Gatklettur, the natural arch rock on the 2.5 km hike from Arnarstapi to Hellnar.

Gatklettur, the natural arch rock on the 2.5 km hike from Arnarstapi to Hellnar.

Hellnar to Arnarstapi. Between these two towns is an amazing hiking trail along the coast. Although it’s only 2.5 km (1.5 mi) long, it winds up and down cragged cliffs and gives you such spectacular views of rocky islands, sea caves and stone arches that it will take a couple of hours to get through.

Sea cave on the hike from Arnarstapi to Hellnar.

Sea cave on the hike from Arnarstapi to Hellnar.

Thomas and I hiked the trail carrying on a conversation about agriculture around the world in between snapping photos.  Sea birds are everywhere, and we found a lot of eggs that looked as if they had been broken and the contents eaten by foxes.  We also found a few bird legs and wings.  Among the most notable landmarks are the Badstofa sea caves, known for their unique light refraction and colorful interior, and the Gatklettur sea arch. This was one of the highlights of my trip.
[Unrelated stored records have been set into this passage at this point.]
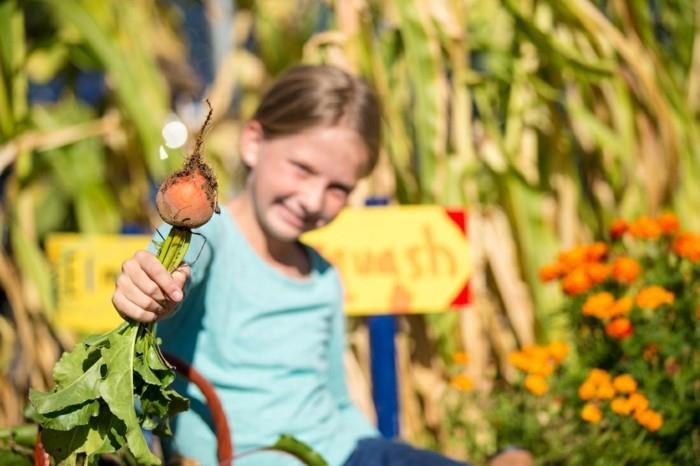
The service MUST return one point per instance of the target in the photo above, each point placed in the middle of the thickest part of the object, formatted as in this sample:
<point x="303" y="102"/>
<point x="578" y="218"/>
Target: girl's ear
<point x="251" y="139"/>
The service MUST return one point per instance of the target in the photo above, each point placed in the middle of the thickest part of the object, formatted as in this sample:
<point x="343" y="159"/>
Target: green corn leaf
<point x="92" y="408"/>
<point x="298" y="449"/>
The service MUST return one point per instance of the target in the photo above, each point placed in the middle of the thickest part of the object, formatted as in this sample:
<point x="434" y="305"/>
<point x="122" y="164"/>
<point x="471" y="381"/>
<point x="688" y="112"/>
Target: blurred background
<point x="545" y="119"/>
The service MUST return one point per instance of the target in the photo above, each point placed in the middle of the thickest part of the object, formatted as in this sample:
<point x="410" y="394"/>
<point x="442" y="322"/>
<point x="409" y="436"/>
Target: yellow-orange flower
<point x="638" y="402"/>
<point x="618" y="228"/>
<point x="650" y="350"/>
<point x="460" y="357"/>
<point x="668" y="222"/>
<point x="558" y="350"/>
<point x="625" y="270"/>
<point x="621" y="307"/>
<point x="598" y="305"/>
<point x="654" y="296"/>
<point x="587" y="390"/>
<point x="550" y="272"/>
<point x="599" y="376"/>
<point x="687" y="245"/>
<point x="591" y="413"/>
<point x="462" y="383"/>
<point x="621" y="406"/>
<point x="645" y="228"/>
<point x="649" y="419"/>
<point x="619" y="328"/>
<point x="625" y="383"/>
<point x="572" y="258"/>
<point x="520" y="361"/>
<point x="536" y="384"/>
<point x="596" y="251"/>
<point x="576" y="282"/>
<point x="605" y="392"/>
<point x="597" y="272"/>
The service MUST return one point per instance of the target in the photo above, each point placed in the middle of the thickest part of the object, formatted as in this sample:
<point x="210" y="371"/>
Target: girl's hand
<point x="145" y="291"/>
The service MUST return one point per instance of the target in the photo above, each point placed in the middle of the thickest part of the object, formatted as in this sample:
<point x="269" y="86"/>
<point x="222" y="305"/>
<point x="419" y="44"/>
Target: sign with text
<point x="398" y="259"/>
<point x="85" y="270"/>
<point x="392" y="259"/>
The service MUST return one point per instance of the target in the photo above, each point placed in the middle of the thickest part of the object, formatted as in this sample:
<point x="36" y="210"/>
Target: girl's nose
<point x="312" y="198"/>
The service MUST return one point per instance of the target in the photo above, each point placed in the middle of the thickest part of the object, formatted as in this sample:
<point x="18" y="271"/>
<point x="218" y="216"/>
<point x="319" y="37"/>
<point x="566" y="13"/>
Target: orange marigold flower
<point x="625" y="270"/>
<point x="596" y="251"/>
<point x="621" y="406"/>
<point x="460" y="357"/>
<point x="668" y="222"/>
<point x="625" y="383"/>
<point x="598" y="272"/>
<point x="687" y="245"/>
<point x="549" y="272"/>
<point x="462" y="383"/>
<point x="619" y="328"/>
<point x="576" y="282"/>
<point x="587" y="390"/>
<point x="558" y="350"/>
<point x="650" y="350"/>
<point x="599" y="376"/>
<point x="638" y="402"/>
<point x="520" y="361"/>
<point x="597" y="305"/>
<point x="618" y="228"/>
<point x="645" y="228"/>
<point x="649" y="419"/>
<point x="654" y="296"/>
<point x="605" y="391"/>
<point x="591" y="413"/>
<point x="622" y="306"/>
<point x="572" y="258"/>
<point x="536" y="384"/>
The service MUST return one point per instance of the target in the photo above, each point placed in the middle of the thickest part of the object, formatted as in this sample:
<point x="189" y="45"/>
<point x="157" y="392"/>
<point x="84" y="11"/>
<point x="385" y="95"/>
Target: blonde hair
<point x="321" y="95"/>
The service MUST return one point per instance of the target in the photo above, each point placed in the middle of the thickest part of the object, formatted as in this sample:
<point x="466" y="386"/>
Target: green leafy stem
<point x="110" y="387"/>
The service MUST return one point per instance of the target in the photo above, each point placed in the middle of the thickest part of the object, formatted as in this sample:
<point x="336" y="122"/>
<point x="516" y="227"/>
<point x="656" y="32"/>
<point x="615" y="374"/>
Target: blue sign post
<point x="382" y="333"/>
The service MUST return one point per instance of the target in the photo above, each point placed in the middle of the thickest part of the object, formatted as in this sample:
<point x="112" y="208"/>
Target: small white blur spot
<point x="174" y="134"/>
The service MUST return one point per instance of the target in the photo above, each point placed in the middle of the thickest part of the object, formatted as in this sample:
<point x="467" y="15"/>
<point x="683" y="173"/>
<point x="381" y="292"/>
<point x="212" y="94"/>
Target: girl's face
<point x="300" y="182"/>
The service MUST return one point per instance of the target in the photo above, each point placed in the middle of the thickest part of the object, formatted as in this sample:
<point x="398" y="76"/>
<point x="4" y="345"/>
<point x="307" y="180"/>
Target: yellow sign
<point x="398" y="259"/>
<point x="85" y="270"/>
<point x="395" y="259"/>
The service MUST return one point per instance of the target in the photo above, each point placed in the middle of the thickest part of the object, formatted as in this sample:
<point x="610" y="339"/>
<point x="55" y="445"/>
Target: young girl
<point x="261" y="316"/>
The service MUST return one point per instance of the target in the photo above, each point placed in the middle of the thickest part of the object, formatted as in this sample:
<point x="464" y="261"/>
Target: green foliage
<point x="298" y="449"/>
<point x="631" y="394"/>
<point x="99" y="385"/>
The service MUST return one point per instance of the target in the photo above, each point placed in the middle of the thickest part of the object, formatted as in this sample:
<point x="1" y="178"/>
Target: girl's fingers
<point x="181" y="274"/>
<point x="129" y="310"/>
<point x="158" y="276"/>
<point x="135" y="295"/>
<point x="138" y="275"/>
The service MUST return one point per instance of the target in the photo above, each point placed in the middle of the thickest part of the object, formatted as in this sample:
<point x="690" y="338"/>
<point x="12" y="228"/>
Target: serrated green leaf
<point x="83" y="388"/>
<point x="69" y="418"/>
<point x="70" y="365"/>
<point x="62" y="444"/>
<point x="11" y="458"/>
<point x="118" y="389"/>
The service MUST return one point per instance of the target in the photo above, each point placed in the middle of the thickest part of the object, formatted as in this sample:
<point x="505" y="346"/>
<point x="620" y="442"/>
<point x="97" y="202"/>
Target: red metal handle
<point x="224" y="447"/>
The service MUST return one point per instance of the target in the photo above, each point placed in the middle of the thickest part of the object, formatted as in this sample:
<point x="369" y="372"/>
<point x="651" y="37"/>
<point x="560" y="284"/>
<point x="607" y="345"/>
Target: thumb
<point x="181" y="274"/>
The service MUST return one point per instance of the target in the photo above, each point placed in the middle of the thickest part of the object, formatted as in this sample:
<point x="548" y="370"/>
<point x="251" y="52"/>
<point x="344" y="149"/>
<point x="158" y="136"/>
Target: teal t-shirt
<point x="271" y="345"/>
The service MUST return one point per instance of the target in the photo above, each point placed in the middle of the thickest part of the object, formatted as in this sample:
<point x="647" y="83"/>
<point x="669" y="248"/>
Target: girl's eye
<point x="339" y="192"/>
<point x="300" y="168"/>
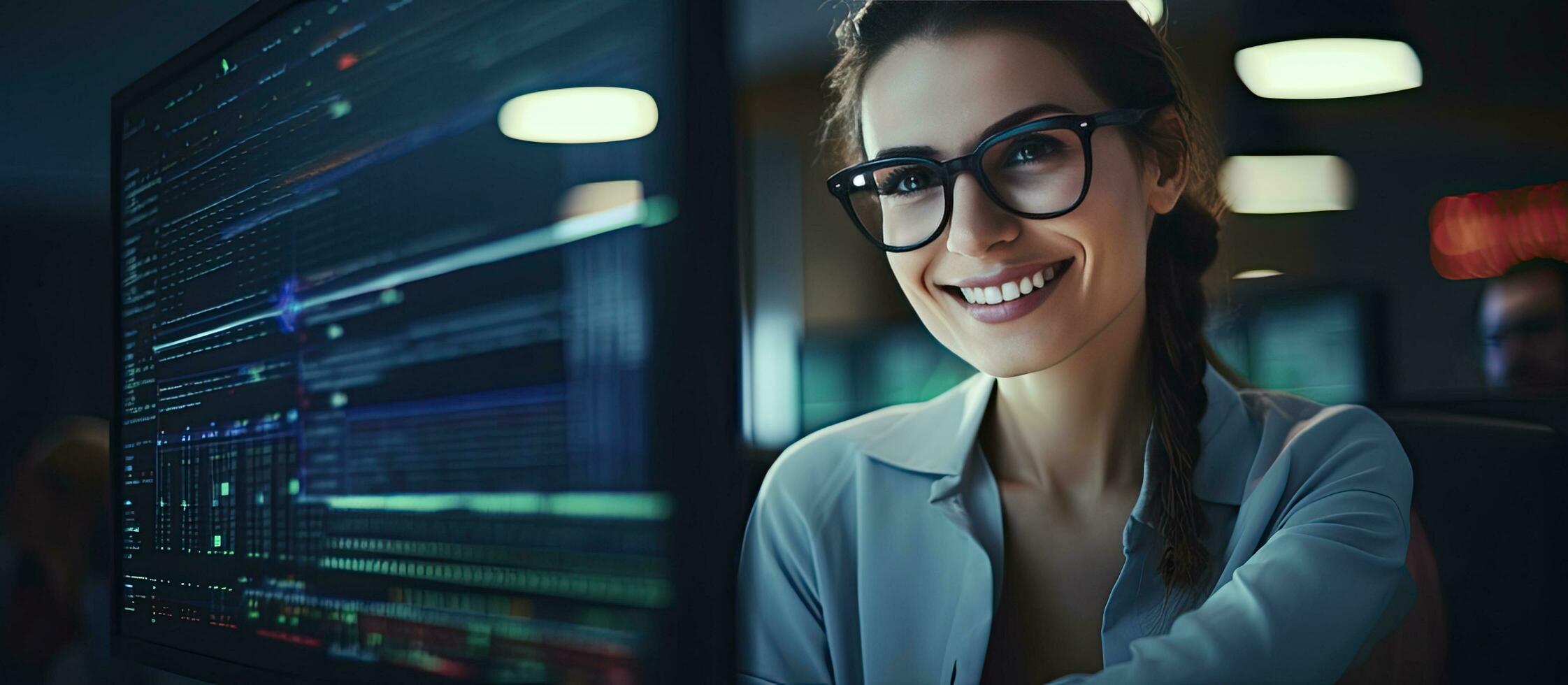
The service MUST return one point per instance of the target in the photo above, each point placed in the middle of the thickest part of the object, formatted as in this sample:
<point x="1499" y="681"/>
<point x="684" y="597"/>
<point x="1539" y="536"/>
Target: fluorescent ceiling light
<point x="1328" y="68"/>
<point x="579" y="115"/>
<point x="1150" y="10"/>
<point x="1286" y="184"/>
<point x="1256" y="273"/>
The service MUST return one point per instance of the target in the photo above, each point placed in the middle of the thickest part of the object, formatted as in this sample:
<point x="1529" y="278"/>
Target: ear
<point x="1165" y="170"/>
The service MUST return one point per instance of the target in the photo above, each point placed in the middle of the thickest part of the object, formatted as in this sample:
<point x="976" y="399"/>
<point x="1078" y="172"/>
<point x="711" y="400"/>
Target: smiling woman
<point x="1098" y="503"/>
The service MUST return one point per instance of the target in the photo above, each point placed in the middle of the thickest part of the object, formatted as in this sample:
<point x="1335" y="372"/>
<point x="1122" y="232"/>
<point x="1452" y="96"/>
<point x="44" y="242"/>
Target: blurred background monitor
<point x="1318" y="344"/>
<point x="397" y="282"/>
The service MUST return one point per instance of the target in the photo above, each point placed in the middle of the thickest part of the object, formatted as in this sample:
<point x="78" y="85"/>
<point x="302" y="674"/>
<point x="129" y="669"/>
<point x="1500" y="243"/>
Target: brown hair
<point x="1130" y="65"/>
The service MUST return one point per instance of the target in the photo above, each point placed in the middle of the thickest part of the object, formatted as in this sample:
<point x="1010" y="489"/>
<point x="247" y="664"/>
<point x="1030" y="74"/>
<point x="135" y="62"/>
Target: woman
<point x="1098" y="503"/>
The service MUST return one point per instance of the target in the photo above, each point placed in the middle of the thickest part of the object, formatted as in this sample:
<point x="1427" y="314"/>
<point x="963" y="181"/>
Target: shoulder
<point x="1328" y="449"/>
<point x="816" y="470"/>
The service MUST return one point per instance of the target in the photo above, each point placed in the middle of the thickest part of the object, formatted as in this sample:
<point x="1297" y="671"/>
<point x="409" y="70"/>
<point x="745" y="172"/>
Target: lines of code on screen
<point x="383" y="367"/>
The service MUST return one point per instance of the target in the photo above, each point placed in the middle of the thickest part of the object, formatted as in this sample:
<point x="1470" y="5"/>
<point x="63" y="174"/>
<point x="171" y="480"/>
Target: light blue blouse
<point x="874" y="551"/>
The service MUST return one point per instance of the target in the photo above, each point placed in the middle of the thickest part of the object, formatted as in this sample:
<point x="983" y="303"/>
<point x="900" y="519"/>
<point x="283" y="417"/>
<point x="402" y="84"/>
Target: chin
<point x="1010" y="359"/>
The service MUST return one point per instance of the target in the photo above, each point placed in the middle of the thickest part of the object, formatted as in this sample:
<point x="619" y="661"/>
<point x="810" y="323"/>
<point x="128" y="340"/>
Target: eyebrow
<point x="996" y="127"/>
Big black lava rocks on the beach at Budir.

Big black lava rocks on the beach at Budir.

Budir, a white sand beach dotted with large black rocks made of hardened lava. This beach is white sand from the sea shells that have washed ashore and broken up over the millennia.  Because the huge lava rocks are still intact, the beach does not have black sand. A notable landmark is the black church.

Ytri-Tunga, known for its colony of seals. We saw one seal playing in the water about 100 feet offshore, with several other seals resting on the rocks behind him.  We also saw two families of eider ducks and an oyster catcher dipping into the water for food near shore. Signs had a discussion of the seal hunt in Iceland, which is not commercial, though I did see sealskin items for sale in various places.

Finally after such a long day of sightseeing, we got to our evening destination, the cottages at Snorrastadir Farm near the Eldborg crater.  I was more than happy to roll out my sleeping bag in the back bedroom rooming with Emily for the night.